CMDA immediately recognized the implications of this radical change, which meant that any member who refused to refer for or perform an abortion could be accused and found guilty of sex discrimination with its consequent penalties. Furthermore, the rule change could also force CMDA members to engage in the prescribing of puberty blockers and/or cross-sex hormones as well as conducting surgeries assisting a patient who desires to change their secondary sexual characteristics.
This deceptively small but radical change in terminology changed the concept of discrimination from prejudice against a whole person, something CMDA adamantly opposes, to the refusal to engage in certain procedures. CMDA filed suit in federal court against this unjust attack upon the conscience freedoms of conscientious healthcare professionals. It took six years and several court decisions for us to finally achieve victory through the provision of a permanent injunction protecting CMDA’s current and future members against direct HHS action based on Section 1557.
This protection comes just in time, as HHS recently used the new Section 1557 rule to demand that pharmacists across the country provide certain abortifacient drugs such as the morning-after pill.
CMDA is thankful that our pharmacist members are now protected from this new HHS “guidance” and won’t have to worry about HHS attempts to enforce this regulation.

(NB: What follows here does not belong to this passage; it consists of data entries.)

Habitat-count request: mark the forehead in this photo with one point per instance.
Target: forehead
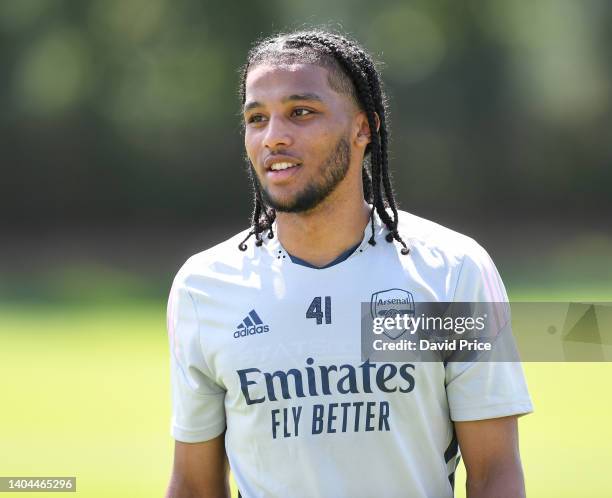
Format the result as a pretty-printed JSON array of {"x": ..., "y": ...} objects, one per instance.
[{"x": 275, "y": 81}]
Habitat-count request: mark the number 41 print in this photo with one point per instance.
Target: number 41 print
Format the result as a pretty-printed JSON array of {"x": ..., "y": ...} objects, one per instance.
[{"x": 315, "y": 310}]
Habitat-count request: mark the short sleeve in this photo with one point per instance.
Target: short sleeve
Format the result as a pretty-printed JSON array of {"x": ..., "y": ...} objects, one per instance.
[
  {"x": 198, "y": 412},
  {"x": 484, "y": 389}
]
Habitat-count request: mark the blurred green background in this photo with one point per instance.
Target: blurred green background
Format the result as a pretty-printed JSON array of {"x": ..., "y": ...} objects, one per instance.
[{"x": 121, "y": 156}]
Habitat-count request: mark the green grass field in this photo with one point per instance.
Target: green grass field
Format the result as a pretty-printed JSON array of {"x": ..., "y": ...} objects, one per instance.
[{"x": 85, "y": 392}]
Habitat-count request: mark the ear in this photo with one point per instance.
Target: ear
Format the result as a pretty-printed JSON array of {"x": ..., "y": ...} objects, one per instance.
[{"x": 362, "y": 127}]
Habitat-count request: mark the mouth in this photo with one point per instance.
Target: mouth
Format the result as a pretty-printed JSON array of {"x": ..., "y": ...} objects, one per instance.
[
  {"x": 280, "y": 169},
  {"x": 282, "y": 166}
]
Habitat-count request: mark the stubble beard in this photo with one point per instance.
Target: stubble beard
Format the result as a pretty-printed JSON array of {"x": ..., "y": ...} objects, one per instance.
[{"x": 331, "y": 172}]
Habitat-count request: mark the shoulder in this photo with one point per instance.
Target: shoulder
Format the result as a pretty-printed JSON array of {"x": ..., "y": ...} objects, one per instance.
[{"x": 438, "y": 250}]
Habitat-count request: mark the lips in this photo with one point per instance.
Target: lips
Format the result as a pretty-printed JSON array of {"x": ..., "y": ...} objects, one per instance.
[{"x": 280, "y": 162}]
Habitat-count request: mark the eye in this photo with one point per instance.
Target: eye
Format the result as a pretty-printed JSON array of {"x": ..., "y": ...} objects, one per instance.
[
  {"x": 255, "y": 118},
  {"x": 301, "y": 111}
]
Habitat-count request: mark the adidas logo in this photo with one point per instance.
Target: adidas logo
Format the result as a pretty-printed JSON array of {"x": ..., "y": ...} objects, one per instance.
[{"x": 251, "y": 325}]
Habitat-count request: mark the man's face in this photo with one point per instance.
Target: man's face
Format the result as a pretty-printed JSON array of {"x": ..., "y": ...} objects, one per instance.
[{"x": 297, "y": 134}]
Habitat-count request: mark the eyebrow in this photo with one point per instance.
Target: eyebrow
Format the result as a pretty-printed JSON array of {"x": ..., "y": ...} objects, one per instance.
[{"x": 290, "y": 98}]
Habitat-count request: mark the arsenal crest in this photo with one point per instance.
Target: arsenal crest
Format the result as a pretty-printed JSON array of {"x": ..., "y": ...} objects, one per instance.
[{"x": 392, "y": 302}]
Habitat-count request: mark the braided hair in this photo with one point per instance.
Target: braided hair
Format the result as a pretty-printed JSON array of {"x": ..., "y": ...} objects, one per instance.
[{"x": 351, "y": 71}]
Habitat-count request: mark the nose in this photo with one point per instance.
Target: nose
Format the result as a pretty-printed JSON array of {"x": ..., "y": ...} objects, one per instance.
[{"x": 277, "y": 134}]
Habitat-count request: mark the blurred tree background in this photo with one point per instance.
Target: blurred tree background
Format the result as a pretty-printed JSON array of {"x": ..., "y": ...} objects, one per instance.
[{"x": 122, "y": 152}]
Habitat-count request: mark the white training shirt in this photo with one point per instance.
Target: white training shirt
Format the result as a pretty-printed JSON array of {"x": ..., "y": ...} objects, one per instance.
[{"x": 269, "y": 350}]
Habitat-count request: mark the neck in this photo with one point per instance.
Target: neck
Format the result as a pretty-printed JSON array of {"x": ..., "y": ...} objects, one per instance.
[{"x": 320, "y": 235}]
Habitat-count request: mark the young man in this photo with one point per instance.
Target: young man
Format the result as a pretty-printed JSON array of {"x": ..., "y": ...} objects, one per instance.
[{"x": 266, "y": 361}]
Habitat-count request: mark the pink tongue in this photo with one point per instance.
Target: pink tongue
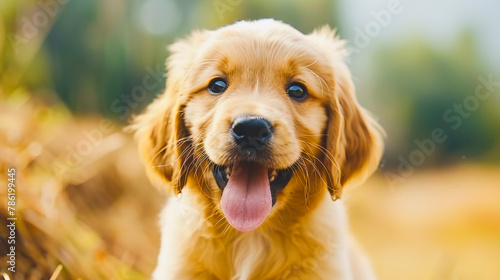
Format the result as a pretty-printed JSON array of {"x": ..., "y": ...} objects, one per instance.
[{"x": 246, "y": 199}]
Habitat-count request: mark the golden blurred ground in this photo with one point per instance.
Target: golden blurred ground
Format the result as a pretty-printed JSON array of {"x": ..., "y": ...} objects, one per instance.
[
  {"x": 98, "y": 217},
  {"x": 438, "y": 224}
]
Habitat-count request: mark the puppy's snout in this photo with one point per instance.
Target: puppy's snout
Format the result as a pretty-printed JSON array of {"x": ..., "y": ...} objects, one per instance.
[{"x": 255, "y": 132}]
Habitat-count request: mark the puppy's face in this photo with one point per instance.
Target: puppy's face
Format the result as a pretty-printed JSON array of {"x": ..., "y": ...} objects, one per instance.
[{"x": 254, "y": 114}]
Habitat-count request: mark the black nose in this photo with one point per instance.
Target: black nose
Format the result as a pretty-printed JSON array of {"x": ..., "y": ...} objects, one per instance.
[{"x": 251, "y": 131}]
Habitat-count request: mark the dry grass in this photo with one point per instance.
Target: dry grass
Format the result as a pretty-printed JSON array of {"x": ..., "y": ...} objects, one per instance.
[{"x": 98, "y": 220}]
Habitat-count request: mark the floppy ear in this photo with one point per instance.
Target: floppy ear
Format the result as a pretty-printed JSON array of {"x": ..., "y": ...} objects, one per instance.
[
  {"x": 353, "y": 137},
  {"x": 164, "y": 143}
]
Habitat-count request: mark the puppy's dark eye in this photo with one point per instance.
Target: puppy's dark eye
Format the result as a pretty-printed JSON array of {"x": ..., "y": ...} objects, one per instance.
[
  {"x": 217, "y": 86},
  {"x": 297, "y": 91}
]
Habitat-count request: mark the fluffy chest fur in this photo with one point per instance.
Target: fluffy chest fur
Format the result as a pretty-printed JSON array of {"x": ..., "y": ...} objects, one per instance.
[{"x": 318, "y": 248}]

While this legal protection is limited to current and future CMDA members because of how our legal system works, we mourn the overall increase in threats to the conscience freedoms of all conscientious healthcare professionals who seek to practice according to Hippocratic values. Healthcare is transitioning from being a profession practiced by highly trained, conscientious practitioners into training providers who acquiesce to the autonomous desires of patients without concern for their overall spiritual and emotional health.
While CMDA is extremely thankful for the current protection achieved by this recent court victory, we know it does not protect our members from all attacks against their conscience freedoms. Previous surveys of our membership have revealed that more than 90% are likely or very likely to leave the healthcare profession if they are put into a position of having to perform or refer for a procedure that they morally oppose. So, this is a battle not only for the souls of Christian healthcare professionals but also for the soul of healthcare itself.
Let us not grow weary in doing good, but let us successfully recruit the next generation to continue to stand in the gap protecting traditional Christian principles in healthcare. Our culture and the dignity of every life deserves nothing less.